Path: utzoo!mnetor!tmsoft!torsqnt!news-server.csri.toronto.edu!cs.utexas.edu!swrinde!zaphod.mps.ohio-state.edu!rpi!batcomputer!munnari.oz.au!metro!cluster!rex
From: rex@cs.su.oz (Rex Di Bona)
Newsgroups: comp.arch
Subject: Re: standard extensions
Message-ID: <2134@cluster.cs.su.oz.au>
Date: 27 Feb 91 10:50:33 GMT
References: <1991Feb25.135057.23667@linus.mitre.org> <1991Feb25.201406.18643@bingvaxu.cc.binghamton.edu> <2124@cluster.cs.su.oz.au> <1991Feb27.034955.28860@bingvaxu.cc.binghamton.edu>
Sender: news@cluster.cs.su.oz.au
Reply-To: rex@cluster.cs.su.oz (Rex Di Bona)
Organization: Basser Dept of Computer Science, University of Sydney, Australia
Lines: 83

In article <1991Feb27.034955.28860@bingvaxu.cc.binghamton.edu> kym@bingvaxu.cc.binghamton.edu (R. Kym Horsell) writes:
> Since I am not entirely clear as to what the article boils down to, apart
> from ``kym, you are _WAY_ wrong''

Sorry, but; yes. The time for a 'divide' in what I would consider a general
purpose machine would out weigh (by a large factor) the time taken for more
normal instructions...

> I ran a program on a Sun3/60 created from the loop given last time with and 
> without adding an extra signed divide (that I made certain was not removed by 
> the optimizer) and found there was a `slow down' of about 30% over 100 reps
> (arithmetic mean). 

So, for each iteration it was 30% for that extra divide, ie, a divide was
taking 42% of the time for the loop???

> Considering how far a Sun was from the model I indicated in my previous post, 
> I'm a bit amazed it didn't diverge more (from Rex Di Bona's post and other 
> private email I had been expecting maybe orders of magnitude).
> 
> -kym

Oh, I don't know, having a divide be so long is about what I figured...
Your loops are not as long as you might think, as they have those if
statements. Here are the instruction counts...

				For 68K		For R3000
the initial if comparison,	6		6
the *zp++ = M-*yp		5		13
the else if compare.		6		6
the *zp++ = M-*xp		6		11
the fluff for the final else	5		18
Stalls				-		10 (? I'm not sure)

Anyway, looking at how these branches are used, we find (on a sample
run of 100 program executions) the two (non division) branches are
executed a total of 0 (yes, zero) times, and the division is executed
each time. (Note 1, below) So we have a loop that is 6+6+5 = 17 (and
the division) instructions long....  if adding a division increases the
time by 30% we can conclude that a division is (roughly) equal to 13
(If 17 = 57.% then 42.% is 13) instructions???? (if we assume the divide
takes 78 cycles, this works out at an average of 6 cycles for a 68K
instruction, not too unreasonable?) On the R3000 we have (6+6+18)*1.2+10 =
46, for a divide of about 19.3 cycles.. again, not too unreasonable?

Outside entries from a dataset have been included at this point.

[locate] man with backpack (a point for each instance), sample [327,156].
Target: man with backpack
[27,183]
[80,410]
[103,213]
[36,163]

Note 1: If you look at your program the conditions to take the top two
decision traces depend _totally_ upon random numbers being equal...
You do _not_,  I repeat _not_ change the seed to this random number
generator between runs, so it _always_ produces the same sequence.
This is a bug(feature??) of rand()? So, you would always be executing
_exactly_ the same code, the differences you measured were in fact the
instabilities in the kernel timing of your program :-(

> 
> P.S. my `back of the envelope' calcs using the above result indicates a real 
> 68k signed divide in a similar loop as before will contribute 10% of the
> total at 68 instructions 
	      ^^^^^^^^^^^^ - Instructions are a bad measure for a CISC, as
the time each takes varies so much.

Um, lets see... (assumption ... an instruction is 6 cycles) we get that we
need 703 additional instructions (apart from the divide) to make adding
an extra divide only 10% more overhead...
68 instructions (68 * 6 = 408 cycles) means an extra 16% overhead.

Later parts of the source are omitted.